Public Facing vs. Intranet Search Assessments

Measuring search engine performance in the enterprise is a bit different than tracking the performance of a public site. Generally you'll have less search activity, and no direct revenue numbers to measure success against. But the good news it's often easier to do something about it.

Enterprise Search 2.0 is also about collaboration: provide your user a way to give you feedback when the search has not worked. Trust me, unlike the "thumbs up" feedback some sites seek, people will tell you when they have failed to find what they wanted. Smart companies not only let their users provide feedback, but give them an option to seek immediate help from a support desk or call center when they have a failed search. A link to a help desk or call center is a great way to learn how well your web content and search links are working in the real world.

And unlike public facing search, you can follow up with specific employees if you don't understand exactly what problem they were having, or want their opinions on changes.

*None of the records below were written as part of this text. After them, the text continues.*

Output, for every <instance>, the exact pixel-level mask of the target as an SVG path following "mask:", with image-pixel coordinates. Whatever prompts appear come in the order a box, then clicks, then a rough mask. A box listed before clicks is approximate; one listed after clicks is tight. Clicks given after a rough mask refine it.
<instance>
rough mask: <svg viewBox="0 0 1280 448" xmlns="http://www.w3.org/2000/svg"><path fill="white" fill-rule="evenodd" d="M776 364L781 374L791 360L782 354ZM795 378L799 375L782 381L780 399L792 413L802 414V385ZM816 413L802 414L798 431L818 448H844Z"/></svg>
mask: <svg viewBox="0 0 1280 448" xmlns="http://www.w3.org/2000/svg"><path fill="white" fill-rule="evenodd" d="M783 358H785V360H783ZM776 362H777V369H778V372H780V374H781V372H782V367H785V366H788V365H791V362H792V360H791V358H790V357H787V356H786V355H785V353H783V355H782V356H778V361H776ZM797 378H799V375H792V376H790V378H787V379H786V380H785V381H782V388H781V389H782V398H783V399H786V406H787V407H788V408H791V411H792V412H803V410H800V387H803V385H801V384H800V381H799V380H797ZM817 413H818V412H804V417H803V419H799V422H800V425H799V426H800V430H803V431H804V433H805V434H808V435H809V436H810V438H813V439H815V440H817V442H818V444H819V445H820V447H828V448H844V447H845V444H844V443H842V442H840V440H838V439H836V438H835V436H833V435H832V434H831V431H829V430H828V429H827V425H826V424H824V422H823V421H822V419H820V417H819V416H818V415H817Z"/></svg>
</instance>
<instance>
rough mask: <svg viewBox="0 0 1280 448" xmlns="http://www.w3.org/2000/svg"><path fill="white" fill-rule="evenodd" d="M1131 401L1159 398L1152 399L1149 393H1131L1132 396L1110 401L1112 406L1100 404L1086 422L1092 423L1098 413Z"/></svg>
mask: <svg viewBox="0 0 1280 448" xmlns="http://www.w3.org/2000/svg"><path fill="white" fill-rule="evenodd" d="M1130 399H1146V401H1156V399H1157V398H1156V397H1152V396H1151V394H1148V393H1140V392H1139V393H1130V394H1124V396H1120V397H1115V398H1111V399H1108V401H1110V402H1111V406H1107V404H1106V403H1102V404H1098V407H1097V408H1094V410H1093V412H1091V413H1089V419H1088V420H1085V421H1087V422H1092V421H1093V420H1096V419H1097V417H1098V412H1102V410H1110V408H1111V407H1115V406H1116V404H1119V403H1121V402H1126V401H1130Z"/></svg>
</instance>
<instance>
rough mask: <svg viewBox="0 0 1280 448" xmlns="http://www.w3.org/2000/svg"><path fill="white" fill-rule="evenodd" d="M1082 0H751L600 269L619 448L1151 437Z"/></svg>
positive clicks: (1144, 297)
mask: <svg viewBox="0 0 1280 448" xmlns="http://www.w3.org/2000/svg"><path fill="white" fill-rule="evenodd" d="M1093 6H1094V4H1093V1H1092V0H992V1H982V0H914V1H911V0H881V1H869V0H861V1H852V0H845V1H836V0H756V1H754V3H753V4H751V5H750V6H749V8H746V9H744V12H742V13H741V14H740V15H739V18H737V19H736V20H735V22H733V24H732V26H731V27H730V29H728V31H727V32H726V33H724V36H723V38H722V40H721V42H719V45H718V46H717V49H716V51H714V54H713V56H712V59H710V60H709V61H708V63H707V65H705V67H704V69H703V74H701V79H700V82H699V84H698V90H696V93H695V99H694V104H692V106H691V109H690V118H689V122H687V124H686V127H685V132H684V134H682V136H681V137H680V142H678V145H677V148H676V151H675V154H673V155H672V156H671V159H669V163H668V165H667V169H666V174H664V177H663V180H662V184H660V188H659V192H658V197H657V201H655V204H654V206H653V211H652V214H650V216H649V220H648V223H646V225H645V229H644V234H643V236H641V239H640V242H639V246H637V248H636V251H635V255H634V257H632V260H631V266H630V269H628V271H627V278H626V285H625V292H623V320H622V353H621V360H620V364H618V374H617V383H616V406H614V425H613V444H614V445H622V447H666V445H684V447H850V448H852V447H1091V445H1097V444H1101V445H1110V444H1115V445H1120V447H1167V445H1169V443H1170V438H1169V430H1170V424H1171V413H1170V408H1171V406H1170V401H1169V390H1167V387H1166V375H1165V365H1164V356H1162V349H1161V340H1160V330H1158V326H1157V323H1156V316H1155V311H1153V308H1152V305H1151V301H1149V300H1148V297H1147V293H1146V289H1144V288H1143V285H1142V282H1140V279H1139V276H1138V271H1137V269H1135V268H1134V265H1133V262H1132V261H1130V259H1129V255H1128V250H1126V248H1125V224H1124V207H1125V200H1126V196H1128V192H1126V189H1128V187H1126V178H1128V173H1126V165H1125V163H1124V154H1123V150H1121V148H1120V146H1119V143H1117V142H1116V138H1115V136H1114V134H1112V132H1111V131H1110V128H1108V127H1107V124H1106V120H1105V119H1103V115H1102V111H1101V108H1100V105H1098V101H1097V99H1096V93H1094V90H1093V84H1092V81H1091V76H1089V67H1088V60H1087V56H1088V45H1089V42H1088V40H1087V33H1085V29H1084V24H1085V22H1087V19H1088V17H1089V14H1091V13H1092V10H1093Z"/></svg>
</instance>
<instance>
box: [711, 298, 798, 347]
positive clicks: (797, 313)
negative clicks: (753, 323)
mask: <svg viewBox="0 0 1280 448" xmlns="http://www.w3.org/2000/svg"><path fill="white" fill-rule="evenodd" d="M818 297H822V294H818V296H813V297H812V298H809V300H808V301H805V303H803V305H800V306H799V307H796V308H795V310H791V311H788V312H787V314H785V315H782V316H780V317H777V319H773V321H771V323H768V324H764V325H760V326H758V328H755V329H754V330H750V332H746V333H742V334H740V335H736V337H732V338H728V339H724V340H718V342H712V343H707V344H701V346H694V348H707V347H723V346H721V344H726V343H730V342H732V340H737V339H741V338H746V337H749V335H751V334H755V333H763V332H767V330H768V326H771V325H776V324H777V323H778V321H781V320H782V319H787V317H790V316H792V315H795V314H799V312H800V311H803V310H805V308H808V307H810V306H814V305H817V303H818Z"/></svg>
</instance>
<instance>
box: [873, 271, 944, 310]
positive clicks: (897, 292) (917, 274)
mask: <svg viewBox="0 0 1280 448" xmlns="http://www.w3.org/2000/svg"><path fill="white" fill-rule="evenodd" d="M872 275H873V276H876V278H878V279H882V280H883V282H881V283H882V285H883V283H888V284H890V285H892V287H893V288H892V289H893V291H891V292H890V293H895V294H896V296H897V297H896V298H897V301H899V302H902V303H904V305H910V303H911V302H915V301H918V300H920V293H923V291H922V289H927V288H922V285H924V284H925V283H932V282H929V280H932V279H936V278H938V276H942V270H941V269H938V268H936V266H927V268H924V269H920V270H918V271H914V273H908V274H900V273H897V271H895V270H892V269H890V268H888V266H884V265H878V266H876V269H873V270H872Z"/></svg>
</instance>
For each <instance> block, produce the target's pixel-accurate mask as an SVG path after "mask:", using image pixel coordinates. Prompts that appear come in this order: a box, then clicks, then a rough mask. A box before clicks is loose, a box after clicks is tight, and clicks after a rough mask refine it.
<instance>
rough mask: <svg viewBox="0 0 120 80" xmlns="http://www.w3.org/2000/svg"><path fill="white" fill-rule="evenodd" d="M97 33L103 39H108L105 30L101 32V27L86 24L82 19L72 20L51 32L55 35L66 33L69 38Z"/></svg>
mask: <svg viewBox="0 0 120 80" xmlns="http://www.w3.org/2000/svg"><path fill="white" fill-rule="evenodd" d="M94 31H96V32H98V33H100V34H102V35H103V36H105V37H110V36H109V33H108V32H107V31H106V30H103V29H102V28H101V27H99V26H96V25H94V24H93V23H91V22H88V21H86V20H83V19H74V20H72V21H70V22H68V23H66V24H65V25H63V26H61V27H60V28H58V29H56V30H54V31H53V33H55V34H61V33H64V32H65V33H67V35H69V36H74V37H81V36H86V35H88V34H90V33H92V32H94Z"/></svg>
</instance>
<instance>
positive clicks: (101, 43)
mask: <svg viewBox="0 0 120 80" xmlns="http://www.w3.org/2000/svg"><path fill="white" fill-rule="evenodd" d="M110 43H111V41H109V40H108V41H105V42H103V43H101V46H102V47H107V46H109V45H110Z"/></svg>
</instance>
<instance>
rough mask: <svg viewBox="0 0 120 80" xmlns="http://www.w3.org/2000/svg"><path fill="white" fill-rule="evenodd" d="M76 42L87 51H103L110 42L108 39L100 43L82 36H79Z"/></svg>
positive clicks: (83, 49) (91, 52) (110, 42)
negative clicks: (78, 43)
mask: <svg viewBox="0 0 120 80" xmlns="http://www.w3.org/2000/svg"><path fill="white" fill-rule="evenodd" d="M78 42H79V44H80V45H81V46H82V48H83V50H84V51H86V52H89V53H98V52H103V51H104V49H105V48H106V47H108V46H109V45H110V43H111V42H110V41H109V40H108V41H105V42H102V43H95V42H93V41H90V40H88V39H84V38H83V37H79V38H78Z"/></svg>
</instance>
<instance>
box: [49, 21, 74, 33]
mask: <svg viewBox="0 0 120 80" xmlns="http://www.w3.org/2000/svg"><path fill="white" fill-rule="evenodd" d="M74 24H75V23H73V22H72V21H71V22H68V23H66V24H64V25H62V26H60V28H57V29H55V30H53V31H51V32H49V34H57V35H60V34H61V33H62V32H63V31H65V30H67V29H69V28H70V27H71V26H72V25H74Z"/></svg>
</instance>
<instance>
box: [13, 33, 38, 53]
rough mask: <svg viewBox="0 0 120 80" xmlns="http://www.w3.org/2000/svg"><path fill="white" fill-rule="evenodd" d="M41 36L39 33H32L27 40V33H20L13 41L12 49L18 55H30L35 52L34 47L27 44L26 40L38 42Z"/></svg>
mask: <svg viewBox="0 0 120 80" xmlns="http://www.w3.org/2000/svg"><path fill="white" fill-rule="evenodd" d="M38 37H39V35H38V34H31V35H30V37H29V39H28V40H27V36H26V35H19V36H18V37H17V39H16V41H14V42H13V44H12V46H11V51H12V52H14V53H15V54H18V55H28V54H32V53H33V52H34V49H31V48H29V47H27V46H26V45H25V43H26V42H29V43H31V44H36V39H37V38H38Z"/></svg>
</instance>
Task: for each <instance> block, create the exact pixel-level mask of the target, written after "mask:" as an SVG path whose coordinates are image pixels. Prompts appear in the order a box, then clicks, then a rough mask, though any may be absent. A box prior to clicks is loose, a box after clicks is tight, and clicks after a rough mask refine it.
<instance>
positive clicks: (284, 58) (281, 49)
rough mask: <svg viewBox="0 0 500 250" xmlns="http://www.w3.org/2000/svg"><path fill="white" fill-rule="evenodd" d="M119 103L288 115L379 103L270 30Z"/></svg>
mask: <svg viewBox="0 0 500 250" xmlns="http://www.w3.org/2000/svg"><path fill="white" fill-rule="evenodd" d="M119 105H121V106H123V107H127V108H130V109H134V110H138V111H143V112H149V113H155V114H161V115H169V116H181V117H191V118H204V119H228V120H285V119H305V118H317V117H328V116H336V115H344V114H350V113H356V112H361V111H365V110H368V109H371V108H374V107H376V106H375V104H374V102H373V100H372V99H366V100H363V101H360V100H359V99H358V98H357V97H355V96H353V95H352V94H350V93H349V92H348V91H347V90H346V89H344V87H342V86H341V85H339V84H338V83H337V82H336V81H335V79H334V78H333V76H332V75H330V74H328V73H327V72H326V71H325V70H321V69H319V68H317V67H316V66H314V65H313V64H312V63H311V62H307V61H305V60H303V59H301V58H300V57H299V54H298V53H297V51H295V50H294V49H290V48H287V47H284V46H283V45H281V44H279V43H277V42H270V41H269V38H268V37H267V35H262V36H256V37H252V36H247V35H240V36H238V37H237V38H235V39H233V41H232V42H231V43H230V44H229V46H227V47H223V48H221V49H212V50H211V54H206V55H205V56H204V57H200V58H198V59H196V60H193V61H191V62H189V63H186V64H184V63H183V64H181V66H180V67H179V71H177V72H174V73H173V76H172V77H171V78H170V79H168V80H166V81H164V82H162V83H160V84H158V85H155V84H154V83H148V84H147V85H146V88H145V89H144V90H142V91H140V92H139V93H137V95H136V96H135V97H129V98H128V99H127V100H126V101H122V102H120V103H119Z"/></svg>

This can be an invaluable way for you to gather context from real users. Knowing who in your company is adamant about search, and proactively including them, will provide immeasurable value as you continue to tune your search relevance over time.

Conclusion

It might be tempting to worry about satisfaction with enterprise/internal search systems and content just as you do for public facing/eCommerce content: after all, employees are not likely to leave just because the company portal stinks. But younger employees might simply abandon the internal search engine all together! We've actually seen this happen. On top of that, poor information access makes all employees less productive.

Also, bad habits on the intranet have a tendency to make their way onto customer facing sites; conversely, good content and search practices that become entrenched on the public side of the IT house can have a positive influence on the Enterprise systems as well.

Remember, good search is not a one shot deal. You need to systematically review it over time despite vendor claims, there are no Magic Beans!